Ken Schenck blogged about the worship of Jesus, and I feel honored to be included among his list of “key players.” He summarized the views of a number of scholars, but because we are friends and fellow bloggers, he asked me how he did. Here’s what he wrote to summarize my viewpoint:
a. I believe he considers the worship of YHWH generally exclusive.
b. But he does believe there were precedents for a softer worship of other beings associated with YHWH within a Judaism whose understanding of monotheism changed over time.
c. He does not believe that the earliest worship of Jesus was as robust as Hurtado or Bauckham think. In particular, Jesus was never the recipient of sacrificial worship.
d. He thus does not see the early reverence of Jesus as any kind of departure from the monotheistic precedents within Judaism.
That seems to me to be a good summary. For those who may want more detail, let me expand briefly on each point:
- I think that most if not all Jews were convinced that Yahweh alone was worthy of sacrificial worship.
- There was a lot of room in Judaism for prostration before another figure and other such acts of “veneration” to be appropriate, if the figure in question was an agent of the one God, rather than a figure thought to be competing for esteem and honor with the one God.
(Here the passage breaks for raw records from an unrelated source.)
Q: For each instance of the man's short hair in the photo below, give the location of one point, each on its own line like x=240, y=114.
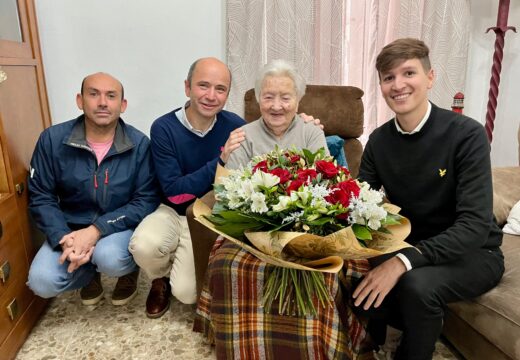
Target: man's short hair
x=83, y=88
x=192, y=70
x=399, y=51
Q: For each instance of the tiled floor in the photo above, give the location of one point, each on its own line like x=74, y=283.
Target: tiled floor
x=68, y=330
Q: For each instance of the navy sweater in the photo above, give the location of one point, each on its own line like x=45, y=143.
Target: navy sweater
x=441, y=178
x=186, y=163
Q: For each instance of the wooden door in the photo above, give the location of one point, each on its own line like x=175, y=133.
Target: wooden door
x=23, y=107
x=24, y=113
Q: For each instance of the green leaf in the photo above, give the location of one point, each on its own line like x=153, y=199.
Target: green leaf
x=361, y=232
x=320, y=221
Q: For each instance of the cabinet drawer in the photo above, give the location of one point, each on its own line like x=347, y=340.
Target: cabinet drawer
x=18, y=297
x=9, y=222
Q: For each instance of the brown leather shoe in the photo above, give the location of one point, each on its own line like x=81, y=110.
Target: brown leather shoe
x=158, y=300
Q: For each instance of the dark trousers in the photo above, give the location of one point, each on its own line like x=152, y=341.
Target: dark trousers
x=416, y=304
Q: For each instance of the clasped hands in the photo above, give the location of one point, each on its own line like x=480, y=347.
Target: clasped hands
x=78, y=247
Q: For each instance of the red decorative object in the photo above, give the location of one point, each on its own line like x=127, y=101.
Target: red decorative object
x=458, y=103
x=500, y=31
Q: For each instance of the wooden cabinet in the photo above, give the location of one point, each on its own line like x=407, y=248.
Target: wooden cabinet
x=24, y=113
- I’ve found myself disagreeing more frequently with Richard Bauckham than with Larry Hurtado, and on more substantive points, I think – see my previous posts on Bauckham’s work and the conversation I had with Hurtado in response to his review of my book for more details.
- I am indeed convinced that, in responding to Jesus as they did, none of the earliest Christians thought they were in any way being unfaithful to Jewish monotheism.